Slice of Life,  Writer's Cafe

No Quarantine and Chill

  1. The illusion of choice – It’s been almost two weeks since I’ve gone back to work. I’ve been processing the emotions that came over me when I decided to say yes to going back to work. On the surface, I had a choice. Even if I didn’t go back to work, I would still be covered by the benefits given by the government for at least one more month. My needs weren’t urgent since I still had family who could foot the rent. But for how long would that remain sustainable?

    I thought about how our workforce was being cut and if things didn’t go back to normal, I wouldn’t have a job to go back to in the later months when the number of positions needed would have already been filled. I was thinking about things in the long run. My choice really was between going back to work and risk getting exposed, maybe even dying. That or staying home, quarantined, safe, but broke. The underlying reality between the two “choices”: Would you rather die employed, or remain alive but broke? So I went back to work. Because maybe a future without money was more horrifying for me than dying. Such is the illusion of choice in a capitalist society.

2. “Futureproofing“- I’ve been hearing and seeing the word so often it makes me question if there really is such a thing. Friends and family telling me to learn new skills during the pandemic so I can switch jobs and “futureproof” my career. I haven’t fully explored my feelings about this. Is there something more behind this mindset? Is it the academic-oriented Filipino experience? I’ve often found that whenever things seem uncertain, we go back to education- like taking graduate studies to offset looming unemployment and identity crises. I’m not against taking any further studies. I myself am preparing to do it but I’m taking this time to figure out my intentions. Is it for prestige? Is it because I’m escaping? What do I value? What do I intend to get out of it? All these thoughts tangled and dangling over me while I’m on my way to work, or while sitting inside a bathroom stall on a 5-minute pee break.
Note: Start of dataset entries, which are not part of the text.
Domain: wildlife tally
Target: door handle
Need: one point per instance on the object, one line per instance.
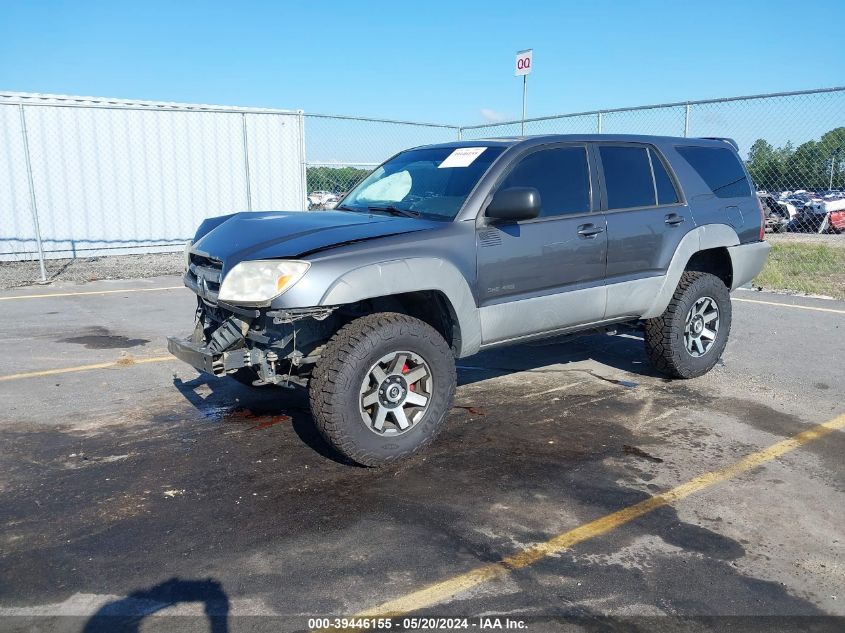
(589, 230)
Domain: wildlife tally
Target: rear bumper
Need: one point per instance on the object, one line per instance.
(747, 261)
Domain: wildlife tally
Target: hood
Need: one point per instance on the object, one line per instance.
(279, 234)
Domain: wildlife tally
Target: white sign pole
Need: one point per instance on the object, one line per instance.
(523, 67)
(524, 98)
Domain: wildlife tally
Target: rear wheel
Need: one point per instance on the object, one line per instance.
(688, 339)
(382, 388)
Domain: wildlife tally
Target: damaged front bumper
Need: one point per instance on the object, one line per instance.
(277, 345)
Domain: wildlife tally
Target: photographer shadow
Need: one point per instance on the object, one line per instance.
(127, 614)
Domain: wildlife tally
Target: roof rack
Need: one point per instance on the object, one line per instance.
(725, 139)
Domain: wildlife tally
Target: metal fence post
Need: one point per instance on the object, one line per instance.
(303, 158)
(246, 163)
(32, 204)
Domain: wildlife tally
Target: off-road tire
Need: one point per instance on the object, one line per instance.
(334, 389)
(664, 335)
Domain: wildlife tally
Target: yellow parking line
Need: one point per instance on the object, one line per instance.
(123, 362)
(446, 589)
(92, 292)
(789, 305)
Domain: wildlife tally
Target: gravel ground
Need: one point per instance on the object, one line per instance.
(17, 274)
(806, 238)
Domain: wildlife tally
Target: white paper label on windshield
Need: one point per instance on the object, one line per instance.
(462, 157)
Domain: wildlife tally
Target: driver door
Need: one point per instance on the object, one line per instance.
(548, 273)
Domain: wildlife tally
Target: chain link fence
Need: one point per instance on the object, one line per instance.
(82, 177)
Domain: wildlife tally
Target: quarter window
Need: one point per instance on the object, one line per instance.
(719, 168)
(627, 177)
(562, 177)
(666, 193)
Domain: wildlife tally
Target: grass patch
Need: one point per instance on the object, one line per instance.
(811, 268)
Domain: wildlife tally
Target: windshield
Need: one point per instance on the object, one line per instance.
(429, 182)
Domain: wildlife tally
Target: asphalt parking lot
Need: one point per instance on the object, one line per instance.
(131, 485)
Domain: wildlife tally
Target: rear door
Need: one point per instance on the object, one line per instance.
(646, 220)
(546, 273)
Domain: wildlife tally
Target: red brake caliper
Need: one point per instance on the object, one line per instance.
(405, 370)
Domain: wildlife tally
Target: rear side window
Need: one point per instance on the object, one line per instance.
(719, 168)
(562, 177)
(627, 177)
(666, 192)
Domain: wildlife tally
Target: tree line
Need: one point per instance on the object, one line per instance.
(808, 166)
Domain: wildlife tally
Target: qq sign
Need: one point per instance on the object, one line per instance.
(523, 62)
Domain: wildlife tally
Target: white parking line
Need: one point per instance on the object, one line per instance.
(92, 292)
(789, 305)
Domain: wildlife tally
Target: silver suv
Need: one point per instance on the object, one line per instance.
(447, 250)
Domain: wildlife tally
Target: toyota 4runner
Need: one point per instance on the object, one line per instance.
(447, 250)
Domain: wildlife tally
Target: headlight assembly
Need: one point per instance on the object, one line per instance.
(260, 281)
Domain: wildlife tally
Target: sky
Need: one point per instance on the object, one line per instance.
(449, 62)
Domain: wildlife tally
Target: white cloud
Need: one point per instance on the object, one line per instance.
(491, 116)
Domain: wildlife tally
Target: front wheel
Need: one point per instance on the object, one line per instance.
(382, 388)
(688, 339)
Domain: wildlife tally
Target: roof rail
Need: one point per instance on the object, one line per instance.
(725, 139)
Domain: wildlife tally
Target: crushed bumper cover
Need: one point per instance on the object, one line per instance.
(203, 358)
(196, 356)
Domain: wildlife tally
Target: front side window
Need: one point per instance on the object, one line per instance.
(562, 177)
(719, 168)
(430, 182)
(627, 176)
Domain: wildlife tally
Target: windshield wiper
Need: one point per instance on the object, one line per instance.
(397, 211)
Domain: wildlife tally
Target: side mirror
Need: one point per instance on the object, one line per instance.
(514, 203)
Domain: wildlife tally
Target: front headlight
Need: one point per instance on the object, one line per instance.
(260, 281)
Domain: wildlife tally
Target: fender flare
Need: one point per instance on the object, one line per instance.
(412, 275)
(698, 239)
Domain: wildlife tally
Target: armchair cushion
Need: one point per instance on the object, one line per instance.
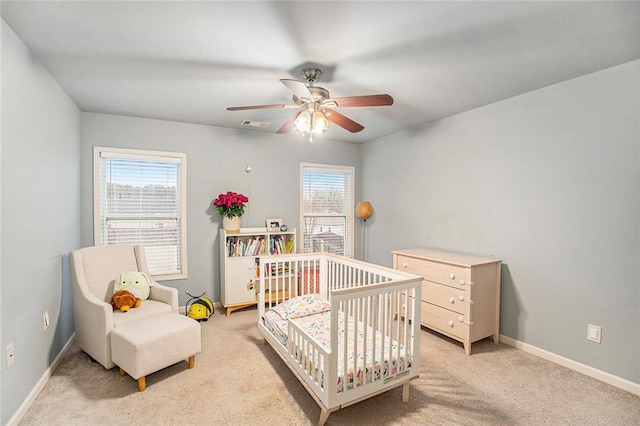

Another thought floating around my head is the idea that no matter how much we try to “futureproof” our careers by studying, if we’re not mentally or emotionally prepared, any form of opportunity will float us by without even recognizing it. Not only that, systematic bias in employment opportunities also place a big hindrance on such promising futures. There’s a layer to being an immigrant that I, as an educated middle-class professional in the Philippines did not have to experience while living there. Canada on the other hand presented additional challenges. I think about my past self, having been a graduate of Digital Media and Web Development. I wasn’t in the right headspace to find pathways for my career. I was struggling with my identity, self-esteem along with the micro-agressions I was facing while looking for employment. Systematic bias in employment opportunities and my mental state placed me at the bottom. It’s definitely much easier to futureproof a career when we don’t have as much barriers to employment. I’m much more mentally prepared, and maybe the emotional cost of redoing this whole education-career thing won’t be as high, but me changing won’t be enough if institutions don’t begin to change either.

I wish I also had more privilege and space to think about future proofing careers during this pandemic. Honestly, if we lived in a kinder more forgiving society that doesn’t place premium on productivity and profit I would think that “future proofing” meant learning how to sustainably live off the land Li Zi Qi style.